WTF?! Tesla sure has been generating a lot of bad press. It has issued two safety recalls this last week and a total of three in the last month. Another involving "phantom braking" is probably coming soon. Despite being the front runner in the EV market, it does not look good to have so many safety issues in such a short period.

Tesla is recalling over 817,000 vehicles over a flaw that causes the seatbelt chimes to malfunction. The safety recall includes all Model 3 and Model Y cars. Model S and Model X vehicles 2021 and newer are also affected.

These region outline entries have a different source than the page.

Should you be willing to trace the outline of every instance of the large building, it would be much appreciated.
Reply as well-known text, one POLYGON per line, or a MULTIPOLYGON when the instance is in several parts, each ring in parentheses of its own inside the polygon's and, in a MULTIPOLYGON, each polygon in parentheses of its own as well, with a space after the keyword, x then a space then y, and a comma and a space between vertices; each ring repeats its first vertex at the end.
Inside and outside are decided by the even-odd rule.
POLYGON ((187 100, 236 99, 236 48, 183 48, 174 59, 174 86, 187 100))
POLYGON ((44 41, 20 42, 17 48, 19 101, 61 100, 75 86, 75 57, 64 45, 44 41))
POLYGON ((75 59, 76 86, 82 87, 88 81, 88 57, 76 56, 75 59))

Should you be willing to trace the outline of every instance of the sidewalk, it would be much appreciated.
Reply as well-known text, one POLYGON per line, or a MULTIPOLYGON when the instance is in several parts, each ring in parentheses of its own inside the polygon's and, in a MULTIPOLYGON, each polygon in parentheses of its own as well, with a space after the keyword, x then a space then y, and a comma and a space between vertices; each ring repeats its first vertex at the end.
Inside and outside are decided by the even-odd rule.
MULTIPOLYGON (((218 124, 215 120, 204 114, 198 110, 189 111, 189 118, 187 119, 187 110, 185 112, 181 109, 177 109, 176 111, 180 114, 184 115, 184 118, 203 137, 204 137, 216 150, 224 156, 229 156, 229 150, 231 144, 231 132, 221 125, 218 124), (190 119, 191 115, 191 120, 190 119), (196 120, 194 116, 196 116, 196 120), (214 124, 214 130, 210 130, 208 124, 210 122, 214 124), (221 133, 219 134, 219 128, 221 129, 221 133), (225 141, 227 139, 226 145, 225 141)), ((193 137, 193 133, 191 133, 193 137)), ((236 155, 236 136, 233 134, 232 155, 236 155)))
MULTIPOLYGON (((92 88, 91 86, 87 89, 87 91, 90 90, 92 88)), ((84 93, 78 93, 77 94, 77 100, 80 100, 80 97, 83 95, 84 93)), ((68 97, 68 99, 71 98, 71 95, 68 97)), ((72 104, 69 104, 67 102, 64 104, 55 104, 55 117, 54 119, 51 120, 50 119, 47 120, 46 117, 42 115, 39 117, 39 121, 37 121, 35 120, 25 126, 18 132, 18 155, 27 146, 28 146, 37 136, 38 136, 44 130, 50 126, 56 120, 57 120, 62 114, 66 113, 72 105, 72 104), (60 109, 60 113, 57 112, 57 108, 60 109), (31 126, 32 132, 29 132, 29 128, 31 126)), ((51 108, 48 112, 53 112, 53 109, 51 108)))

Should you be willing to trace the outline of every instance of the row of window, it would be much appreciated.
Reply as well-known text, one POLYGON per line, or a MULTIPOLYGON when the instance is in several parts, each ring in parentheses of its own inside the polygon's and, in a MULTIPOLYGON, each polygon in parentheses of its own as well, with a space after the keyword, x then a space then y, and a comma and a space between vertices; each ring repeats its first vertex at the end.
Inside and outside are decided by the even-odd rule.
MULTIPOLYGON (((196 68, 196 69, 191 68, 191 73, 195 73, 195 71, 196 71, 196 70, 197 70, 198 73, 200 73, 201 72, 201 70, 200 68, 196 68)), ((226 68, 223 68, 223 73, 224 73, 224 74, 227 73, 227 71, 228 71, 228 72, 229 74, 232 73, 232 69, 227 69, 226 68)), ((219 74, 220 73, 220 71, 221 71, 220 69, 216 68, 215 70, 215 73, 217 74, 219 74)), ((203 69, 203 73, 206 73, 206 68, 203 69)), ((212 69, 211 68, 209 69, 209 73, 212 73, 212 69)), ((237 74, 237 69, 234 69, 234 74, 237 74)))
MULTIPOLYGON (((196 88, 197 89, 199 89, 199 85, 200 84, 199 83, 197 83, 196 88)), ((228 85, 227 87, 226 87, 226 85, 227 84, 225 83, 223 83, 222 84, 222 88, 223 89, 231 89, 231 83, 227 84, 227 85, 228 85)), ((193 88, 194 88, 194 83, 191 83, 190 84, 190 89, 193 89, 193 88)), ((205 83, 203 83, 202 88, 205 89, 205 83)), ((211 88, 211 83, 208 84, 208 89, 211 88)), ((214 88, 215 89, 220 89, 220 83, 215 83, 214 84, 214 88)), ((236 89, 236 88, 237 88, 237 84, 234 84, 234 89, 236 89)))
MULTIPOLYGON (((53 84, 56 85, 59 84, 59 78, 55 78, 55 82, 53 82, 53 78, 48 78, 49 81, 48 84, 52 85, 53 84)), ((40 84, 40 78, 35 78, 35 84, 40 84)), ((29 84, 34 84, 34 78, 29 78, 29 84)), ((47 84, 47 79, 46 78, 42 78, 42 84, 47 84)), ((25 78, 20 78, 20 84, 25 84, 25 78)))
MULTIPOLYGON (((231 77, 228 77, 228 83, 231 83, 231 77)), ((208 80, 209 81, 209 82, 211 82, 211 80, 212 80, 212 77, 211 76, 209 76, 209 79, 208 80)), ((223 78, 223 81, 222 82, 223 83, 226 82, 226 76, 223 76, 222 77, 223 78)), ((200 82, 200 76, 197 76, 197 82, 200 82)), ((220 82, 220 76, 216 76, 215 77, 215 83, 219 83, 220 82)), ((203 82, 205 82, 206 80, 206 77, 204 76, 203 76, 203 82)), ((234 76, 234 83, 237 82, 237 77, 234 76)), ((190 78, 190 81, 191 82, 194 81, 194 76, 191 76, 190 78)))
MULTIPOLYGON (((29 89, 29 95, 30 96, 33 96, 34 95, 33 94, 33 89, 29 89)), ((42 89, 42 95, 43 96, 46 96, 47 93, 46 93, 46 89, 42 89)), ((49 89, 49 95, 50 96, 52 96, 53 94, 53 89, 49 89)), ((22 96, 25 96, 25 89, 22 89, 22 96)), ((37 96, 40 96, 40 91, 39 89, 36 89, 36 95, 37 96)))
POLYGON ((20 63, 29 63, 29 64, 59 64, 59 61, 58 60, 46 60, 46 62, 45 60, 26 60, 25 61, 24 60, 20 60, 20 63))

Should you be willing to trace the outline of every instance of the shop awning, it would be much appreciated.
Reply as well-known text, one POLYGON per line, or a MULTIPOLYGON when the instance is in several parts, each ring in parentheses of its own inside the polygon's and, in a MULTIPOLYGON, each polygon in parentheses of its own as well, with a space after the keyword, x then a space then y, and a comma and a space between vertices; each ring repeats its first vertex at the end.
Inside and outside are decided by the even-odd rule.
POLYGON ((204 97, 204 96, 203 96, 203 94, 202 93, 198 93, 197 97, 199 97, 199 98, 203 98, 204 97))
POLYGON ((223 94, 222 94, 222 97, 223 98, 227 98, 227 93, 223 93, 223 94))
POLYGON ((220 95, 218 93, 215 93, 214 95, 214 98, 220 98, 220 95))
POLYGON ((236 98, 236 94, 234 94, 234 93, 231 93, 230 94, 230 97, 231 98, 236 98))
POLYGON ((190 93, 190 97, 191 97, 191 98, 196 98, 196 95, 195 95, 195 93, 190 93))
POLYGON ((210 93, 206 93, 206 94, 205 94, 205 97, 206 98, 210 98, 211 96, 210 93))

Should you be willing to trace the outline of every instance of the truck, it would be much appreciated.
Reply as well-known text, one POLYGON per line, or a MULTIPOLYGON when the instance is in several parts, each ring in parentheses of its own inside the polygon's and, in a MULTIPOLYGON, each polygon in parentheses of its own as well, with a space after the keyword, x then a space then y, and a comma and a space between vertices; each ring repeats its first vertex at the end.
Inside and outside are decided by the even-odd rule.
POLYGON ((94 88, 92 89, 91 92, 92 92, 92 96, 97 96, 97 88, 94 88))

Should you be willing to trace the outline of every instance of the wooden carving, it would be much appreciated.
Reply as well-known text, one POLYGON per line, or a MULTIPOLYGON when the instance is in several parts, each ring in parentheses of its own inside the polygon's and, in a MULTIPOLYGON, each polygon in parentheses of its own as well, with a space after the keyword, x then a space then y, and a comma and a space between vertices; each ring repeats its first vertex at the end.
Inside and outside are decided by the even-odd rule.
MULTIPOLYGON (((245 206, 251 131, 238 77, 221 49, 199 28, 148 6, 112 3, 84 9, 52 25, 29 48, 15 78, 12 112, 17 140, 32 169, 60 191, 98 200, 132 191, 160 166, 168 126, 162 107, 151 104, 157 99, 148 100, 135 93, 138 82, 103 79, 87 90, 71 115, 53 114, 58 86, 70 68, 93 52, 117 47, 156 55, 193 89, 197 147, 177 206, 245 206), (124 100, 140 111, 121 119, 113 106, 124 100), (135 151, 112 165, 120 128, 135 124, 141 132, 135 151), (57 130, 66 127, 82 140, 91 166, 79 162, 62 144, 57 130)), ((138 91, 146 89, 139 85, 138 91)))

The National Highway Traffic Safety Administration describes the problem as a software error that causes the car not to warn the driver when the seatbelt is disengaged when starting the vehicle. Tesla further determined that the fault is triggered when the seatbelt indicator is interrupted.

For instance, the warning sounds if the drive cycle starts, and then the driver gets out of the car. When reentering and starting it again, the seatbelt indicator will not trigger because the software has already registered the required check and has not reset.

"When the driver starts the vehicle without buckling their seat belt, software monitors the current state and warns the driver to buckle their seat belt, and records that it has warned the driver. However, if the drive cycle state changes (e.g., driver exits the vehicle) during this reminder, the software erroneously stays in the state where it has already warned the driver, and does not reset its state to prepare for the next warning."

Testers in South Korea first spotted the problem on January 6. Tesla looked into it and decided to go through the recall process on January 25. Since this is a software issue, owners do not have to take any action to resolve the problem. Tesla will issue an over-the-air fix sometime within the next several days.

The software fault is relatively minor, and Tesla did not discover any incidents resulting in injury. However, the recall notice is terrible optics, considering it follows another that Tesla addressed earlier this week. That recall involved the inclusion of a rolling-stop feature in its full-self-driving (FSD) software.

It is also the third recall in just over a month. At the end of December, Tesla recalled almost half a million cars because a faulty latch was causing the front trunk lid in some vehicles to open unexpectedly, which could obscure the driver's view of the road. Additionally, more than 100 people have reported "phantom braking" issues over the last three months.

And as if all that were not enough, Tesla's FSD software has suffered sharp criticism and increased scrutiny over allegations that it commits at least one critical driving error every eight minutes. Elon Musk claims that the company making these accusations makes software for Tesla's competitors and is biased against his company.

Putting aside the argument over critical driving errors, it does appear by the recalls alone that Tesla is suffering from a software quality-control problem. Perhaps Musk should refrain from calling the Tesla robot "the most important in-development product" and start focusing some effort on fixing software that literally puts people's lives at stake.